COMPOSITIONAL VARIATION OF ARSENOPYRITE AND FLUID EVOLUTION AT THE ULSAN DEPOSIT, SOUTHEASTERN KOREA: A LOW-SULFIDATION PORPHYRY SYSTEM

Abstract

The Ulsan Fe–W mine is located within the Cretaceous Gyeongsang volcano-sedimentary basin at the southeastern edge of the Korean Peninsula. Distinct hydrothermal events resulted in calcic skarn and vein deposits in recrystallized limestone near a Tertiary epizonal granite stock. The deposits of the Ulsan mine present a unique opportunity to document geochemically the complex evolution of a skarn–vein system that is related genetically to a low-sulfidation system.
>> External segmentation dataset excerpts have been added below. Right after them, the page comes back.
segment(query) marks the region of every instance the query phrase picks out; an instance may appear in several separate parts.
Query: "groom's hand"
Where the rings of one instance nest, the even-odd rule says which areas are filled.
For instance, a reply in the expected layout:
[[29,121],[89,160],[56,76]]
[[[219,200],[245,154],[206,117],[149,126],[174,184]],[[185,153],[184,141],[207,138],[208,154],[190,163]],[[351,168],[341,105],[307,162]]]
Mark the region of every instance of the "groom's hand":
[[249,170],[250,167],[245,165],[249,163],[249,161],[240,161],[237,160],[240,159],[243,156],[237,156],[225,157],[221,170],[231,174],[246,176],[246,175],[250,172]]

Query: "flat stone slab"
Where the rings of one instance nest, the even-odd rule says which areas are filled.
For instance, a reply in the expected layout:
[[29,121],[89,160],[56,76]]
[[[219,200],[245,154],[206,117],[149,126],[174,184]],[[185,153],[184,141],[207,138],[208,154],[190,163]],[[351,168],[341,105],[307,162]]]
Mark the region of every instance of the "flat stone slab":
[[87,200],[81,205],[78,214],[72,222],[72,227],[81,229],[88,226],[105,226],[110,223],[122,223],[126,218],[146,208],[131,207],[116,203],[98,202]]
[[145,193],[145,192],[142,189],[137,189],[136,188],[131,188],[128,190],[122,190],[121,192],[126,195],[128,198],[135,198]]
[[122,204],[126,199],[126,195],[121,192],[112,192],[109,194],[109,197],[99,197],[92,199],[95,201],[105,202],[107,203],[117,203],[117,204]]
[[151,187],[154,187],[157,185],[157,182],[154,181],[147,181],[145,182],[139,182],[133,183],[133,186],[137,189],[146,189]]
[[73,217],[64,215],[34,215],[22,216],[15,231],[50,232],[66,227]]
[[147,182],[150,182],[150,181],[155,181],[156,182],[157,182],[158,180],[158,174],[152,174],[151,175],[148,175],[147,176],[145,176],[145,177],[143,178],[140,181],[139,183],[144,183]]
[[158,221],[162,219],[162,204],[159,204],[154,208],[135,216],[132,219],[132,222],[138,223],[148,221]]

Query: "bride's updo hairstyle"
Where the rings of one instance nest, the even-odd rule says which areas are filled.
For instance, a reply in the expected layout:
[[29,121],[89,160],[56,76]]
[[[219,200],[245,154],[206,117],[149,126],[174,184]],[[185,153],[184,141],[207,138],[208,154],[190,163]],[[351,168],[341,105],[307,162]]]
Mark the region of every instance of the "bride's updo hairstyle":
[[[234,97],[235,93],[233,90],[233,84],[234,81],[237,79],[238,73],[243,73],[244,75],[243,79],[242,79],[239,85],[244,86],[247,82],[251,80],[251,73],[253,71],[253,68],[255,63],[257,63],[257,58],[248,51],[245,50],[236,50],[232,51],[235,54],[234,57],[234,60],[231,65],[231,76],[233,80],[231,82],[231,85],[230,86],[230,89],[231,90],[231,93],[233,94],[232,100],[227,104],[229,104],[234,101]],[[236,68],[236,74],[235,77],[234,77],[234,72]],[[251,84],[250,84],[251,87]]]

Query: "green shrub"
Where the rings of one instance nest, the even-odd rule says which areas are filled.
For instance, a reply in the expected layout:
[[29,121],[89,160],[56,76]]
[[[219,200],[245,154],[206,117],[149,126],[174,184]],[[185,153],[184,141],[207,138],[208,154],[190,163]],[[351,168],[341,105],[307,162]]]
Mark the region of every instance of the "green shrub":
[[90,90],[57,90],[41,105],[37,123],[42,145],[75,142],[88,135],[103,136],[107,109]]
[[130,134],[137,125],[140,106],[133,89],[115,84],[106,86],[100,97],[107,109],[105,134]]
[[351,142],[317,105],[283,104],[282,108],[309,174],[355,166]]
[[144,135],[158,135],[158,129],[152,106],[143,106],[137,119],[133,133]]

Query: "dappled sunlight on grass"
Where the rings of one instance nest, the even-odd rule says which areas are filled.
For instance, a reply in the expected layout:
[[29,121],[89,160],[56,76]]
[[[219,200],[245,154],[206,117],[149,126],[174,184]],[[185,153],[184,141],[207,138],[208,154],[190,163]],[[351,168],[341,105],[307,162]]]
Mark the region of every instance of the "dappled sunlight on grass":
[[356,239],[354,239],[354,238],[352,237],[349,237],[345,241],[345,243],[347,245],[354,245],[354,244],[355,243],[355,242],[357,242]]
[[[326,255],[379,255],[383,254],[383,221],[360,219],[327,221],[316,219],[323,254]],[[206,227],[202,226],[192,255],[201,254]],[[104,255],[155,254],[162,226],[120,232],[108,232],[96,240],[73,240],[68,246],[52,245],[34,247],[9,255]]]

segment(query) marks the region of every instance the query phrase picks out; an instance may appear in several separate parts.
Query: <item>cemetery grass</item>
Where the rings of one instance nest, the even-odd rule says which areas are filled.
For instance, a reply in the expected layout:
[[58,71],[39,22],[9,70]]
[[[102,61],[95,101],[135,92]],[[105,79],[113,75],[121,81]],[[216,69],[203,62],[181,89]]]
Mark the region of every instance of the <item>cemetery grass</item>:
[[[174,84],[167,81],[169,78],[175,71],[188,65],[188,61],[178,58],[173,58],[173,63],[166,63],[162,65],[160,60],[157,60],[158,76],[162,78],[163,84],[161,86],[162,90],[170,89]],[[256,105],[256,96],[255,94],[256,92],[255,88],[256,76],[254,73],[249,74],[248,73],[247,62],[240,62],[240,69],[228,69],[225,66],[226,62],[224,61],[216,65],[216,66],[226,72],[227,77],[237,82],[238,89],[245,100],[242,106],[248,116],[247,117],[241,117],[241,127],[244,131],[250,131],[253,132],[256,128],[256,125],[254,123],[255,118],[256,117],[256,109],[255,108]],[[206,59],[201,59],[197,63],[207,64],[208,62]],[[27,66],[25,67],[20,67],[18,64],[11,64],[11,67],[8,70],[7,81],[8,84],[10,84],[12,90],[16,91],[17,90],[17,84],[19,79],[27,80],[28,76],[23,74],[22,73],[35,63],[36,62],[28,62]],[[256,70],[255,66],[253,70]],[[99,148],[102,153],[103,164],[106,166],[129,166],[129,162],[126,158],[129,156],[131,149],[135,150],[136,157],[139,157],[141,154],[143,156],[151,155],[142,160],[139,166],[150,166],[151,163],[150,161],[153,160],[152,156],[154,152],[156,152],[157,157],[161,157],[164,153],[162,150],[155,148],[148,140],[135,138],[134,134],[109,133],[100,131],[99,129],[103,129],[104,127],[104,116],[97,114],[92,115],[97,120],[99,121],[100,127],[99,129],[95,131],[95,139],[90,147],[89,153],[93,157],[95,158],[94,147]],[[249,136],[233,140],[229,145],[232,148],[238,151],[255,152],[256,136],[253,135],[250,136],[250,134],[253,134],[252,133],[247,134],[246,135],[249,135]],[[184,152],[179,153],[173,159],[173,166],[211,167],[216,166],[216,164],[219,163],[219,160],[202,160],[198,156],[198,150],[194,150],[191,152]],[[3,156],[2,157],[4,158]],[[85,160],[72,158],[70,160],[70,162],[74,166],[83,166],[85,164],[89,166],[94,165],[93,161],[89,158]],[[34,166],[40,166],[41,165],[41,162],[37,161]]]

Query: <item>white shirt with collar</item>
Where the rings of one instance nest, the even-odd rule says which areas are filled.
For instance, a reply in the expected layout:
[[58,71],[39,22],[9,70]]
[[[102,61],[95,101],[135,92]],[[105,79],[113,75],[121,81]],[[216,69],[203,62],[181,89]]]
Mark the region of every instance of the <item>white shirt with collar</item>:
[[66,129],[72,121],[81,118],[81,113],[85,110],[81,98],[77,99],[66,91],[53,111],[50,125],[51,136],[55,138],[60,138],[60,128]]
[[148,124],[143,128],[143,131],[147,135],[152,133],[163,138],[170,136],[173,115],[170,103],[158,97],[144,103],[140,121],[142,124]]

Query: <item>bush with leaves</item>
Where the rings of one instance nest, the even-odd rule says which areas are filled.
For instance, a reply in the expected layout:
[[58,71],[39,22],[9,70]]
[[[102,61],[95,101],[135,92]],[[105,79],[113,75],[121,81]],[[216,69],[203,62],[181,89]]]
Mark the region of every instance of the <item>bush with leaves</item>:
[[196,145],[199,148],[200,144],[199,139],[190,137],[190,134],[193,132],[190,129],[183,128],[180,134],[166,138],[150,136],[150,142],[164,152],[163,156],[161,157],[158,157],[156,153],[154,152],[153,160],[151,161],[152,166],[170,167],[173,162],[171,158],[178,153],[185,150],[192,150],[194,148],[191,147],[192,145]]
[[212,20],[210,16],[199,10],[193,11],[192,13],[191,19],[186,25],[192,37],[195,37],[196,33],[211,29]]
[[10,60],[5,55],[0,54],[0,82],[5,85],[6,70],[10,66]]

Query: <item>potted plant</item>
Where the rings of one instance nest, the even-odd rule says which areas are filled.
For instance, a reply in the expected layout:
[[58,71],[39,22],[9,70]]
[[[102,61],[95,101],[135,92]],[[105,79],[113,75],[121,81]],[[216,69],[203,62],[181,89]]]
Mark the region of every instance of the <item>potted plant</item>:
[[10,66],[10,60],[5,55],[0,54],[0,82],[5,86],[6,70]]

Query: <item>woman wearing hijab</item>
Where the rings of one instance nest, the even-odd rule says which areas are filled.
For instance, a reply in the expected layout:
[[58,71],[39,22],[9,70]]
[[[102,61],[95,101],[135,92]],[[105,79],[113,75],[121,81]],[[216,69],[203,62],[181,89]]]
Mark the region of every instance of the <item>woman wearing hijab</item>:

Isochemical contact metamorphism of an early skarn stage (stage I) is displayed by the presence of anhydrous Ca–Al–Mg skarn minerals at the contact between granite and recrystallized limestone. Following magnetite deposition in the main prograde skarn (stage II), the first deposition of arsenopyrite occurs intergrown with rammelsbergite – niccolite – gersdorffite – lollingite – native bismuth – bismuthinite –hexagonal pyrrhotite. These common sulfide assemblages are characterized by an overall low-sulfidation state during the main skarn stage. Retrograde skarn (stage III) is characterized by minor impregnations of scheelite in calcite and quartz, with actinolite and chlorite. During the latest part of stage III, Cu–Zn and polymetallic sulfide mineralization was introduced. The latest episode in the hydrothermal system (stage IV) is characterized by Zn–Pb–Ag mineralization in siderite–quartz veins. Decreasing As contents in arsenopyrite from stages II to IV indicate a decrease in temperature or sulfur fugacity (or both) with time. The various skarn-forming events and ore minerals from various stages are interpreted to have resulted from an evolutionary trend from hypersaline magmatic fluids during prograde skarn formation associated with Fe–As(–Ni) mineralization to low-salinity and low-temperature fluids during the retrograde skarn formation, associated with W–Cu–Zn mineralization. As the influence of magma-derived fluids waned, surficial fluids descended to deeper levels along fractures, resulting in siderite–quartz deposition associated with Zn–Pb–Ag mineralization. These results demonstrate that the Ulsan deposit is likely a skarn deposit that is genetically related to a low-sulfidation porphyry system.